Tôt dans ma vie j’ai été confronté à des modèles masculins fiers et velus, comprenant dès mon plus jeune âge que c’était là une marque de force et de virilité à laquelle le mâle moyen aspirait. La génétique délaissait certes quelques malheureux qui se devaient de compenser ailleurs mais la pilosité faciale, présente chez la plupart des hommes, était arbhorée fièrement sous forme de barbes fournies et/ou de généreuses moustaches aux formes parfois très recherchées. Les femmes de cette époque comprenaient bien l’attrait mystique qui émanait de ces vestiges de la puissance brute ancestrale et se plaisaient à trouver le confort auprès de ces hommes qui s’assumaient entant qu’hommes. Pensons aux vikings, à l’homme important moyen du 19e siècle portant le monocle, le chapeau haut-de-forme et une moustache frivole (quel combo!), à Louis Cyr, à Grizzly Adams, à Lanny McDonald des Flames de Calgary ou, plus proche de nous, à Tom Selleck et Burt Reynolds, ces piliers immortels du cinéma américain qui ont inspiré des dizaines de milliers d’hommes (peut-être même des millions!) à travers le monde et qui ont suscité le désir chez au moins autant de femmes. Cette moustache et ce puissant torse animal emblématique qui les caractérise sont aujourd’hui incitatifs à la dérision tandis l’on rejette partout dans le monde le visage rude et l’épaisse toison du protecteur des valeurs familiales. 

Burt Reynolds

Burt Reynolds

La force, la virilité, le courage et l’absence de sentiments apparents sont des valeurs qui sont rejetées par de plus en plus d’êtres humains de tous sexes confondus sur cette Terre dont les habitants se cherchent toujours sans jamais se trouver. L’homme contemporain a de moins en moins besoin de faire valoir son statut d’homme, cherchant à se rapprocher de ses sentiments et à atteindre certains critères de beauté définis par une « élite » inconnue mais que tout le monde écoute quand même.

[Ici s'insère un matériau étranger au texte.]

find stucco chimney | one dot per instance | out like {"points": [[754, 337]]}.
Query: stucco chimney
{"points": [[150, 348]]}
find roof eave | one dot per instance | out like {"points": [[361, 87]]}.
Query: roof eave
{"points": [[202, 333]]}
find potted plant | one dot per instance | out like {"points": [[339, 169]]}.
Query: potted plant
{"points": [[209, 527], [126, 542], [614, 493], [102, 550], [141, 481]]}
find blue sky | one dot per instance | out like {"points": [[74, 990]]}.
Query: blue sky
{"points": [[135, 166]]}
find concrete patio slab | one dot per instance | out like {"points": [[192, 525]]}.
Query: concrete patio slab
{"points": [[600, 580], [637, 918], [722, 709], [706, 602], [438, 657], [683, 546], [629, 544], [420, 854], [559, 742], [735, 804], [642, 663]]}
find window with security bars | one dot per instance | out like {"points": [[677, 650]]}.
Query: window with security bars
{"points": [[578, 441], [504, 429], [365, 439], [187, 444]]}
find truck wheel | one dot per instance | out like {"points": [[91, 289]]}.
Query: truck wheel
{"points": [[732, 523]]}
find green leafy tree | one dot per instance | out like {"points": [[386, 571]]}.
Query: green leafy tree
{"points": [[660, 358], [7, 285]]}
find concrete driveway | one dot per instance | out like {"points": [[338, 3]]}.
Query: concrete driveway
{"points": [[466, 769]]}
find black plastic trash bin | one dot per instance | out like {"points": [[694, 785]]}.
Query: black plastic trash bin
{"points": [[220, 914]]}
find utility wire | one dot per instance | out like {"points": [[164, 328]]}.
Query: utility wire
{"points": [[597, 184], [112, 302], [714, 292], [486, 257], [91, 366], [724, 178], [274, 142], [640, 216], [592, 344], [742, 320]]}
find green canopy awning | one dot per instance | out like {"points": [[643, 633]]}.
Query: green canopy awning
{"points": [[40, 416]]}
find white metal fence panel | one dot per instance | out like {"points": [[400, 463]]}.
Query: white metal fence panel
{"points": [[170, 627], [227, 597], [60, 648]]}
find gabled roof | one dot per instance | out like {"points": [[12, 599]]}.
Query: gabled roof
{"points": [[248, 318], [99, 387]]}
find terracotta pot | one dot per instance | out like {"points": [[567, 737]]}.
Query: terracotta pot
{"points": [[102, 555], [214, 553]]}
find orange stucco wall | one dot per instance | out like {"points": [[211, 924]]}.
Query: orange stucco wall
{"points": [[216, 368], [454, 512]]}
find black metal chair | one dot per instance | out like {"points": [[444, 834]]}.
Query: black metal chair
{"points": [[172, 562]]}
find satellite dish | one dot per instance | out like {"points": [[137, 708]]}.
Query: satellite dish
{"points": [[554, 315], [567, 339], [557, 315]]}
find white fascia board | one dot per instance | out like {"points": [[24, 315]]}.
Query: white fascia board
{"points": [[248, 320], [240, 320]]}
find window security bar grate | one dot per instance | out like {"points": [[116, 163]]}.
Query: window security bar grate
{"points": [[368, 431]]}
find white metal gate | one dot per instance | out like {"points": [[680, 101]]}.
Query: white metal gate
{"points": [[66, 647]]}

Bref, l’esthétique prend son envol et on recherche une douceur d’âme et de corps dans une espèce de quête pseudo-spirituelle qui fait dire aux jeunes pré-pubères qui parlent au cellulaire dans l’autobus et s’exlament à haute voix : « Eurk, moi le poil j’trouve ça DÉGUEULASSE. », le tout agrémenté d’anecdotes saugrenues quant à leur relation avec leur mère, leur « chum » ou « blonde », leur amie conne dont les cheveux sont juste trop laids et j’en passe mais ça, c’est une autre histoire. On fait donc face à une horde de gens, particulièrement des hommes « cool et branchés » qui se départissent avec entrain de la majeure partie de cette pilosité qui les aiderait pourtant à acheter de l’alcool ou à ne pas avoir l’air d’une fille. Le sexe féminin, quant à lui, a depuis longtemps orienté son rasoir jusqu’aux parties les plus intimes de son anatomie mais je me concentre ici sur cet homme soumis que je cherche à comprendre.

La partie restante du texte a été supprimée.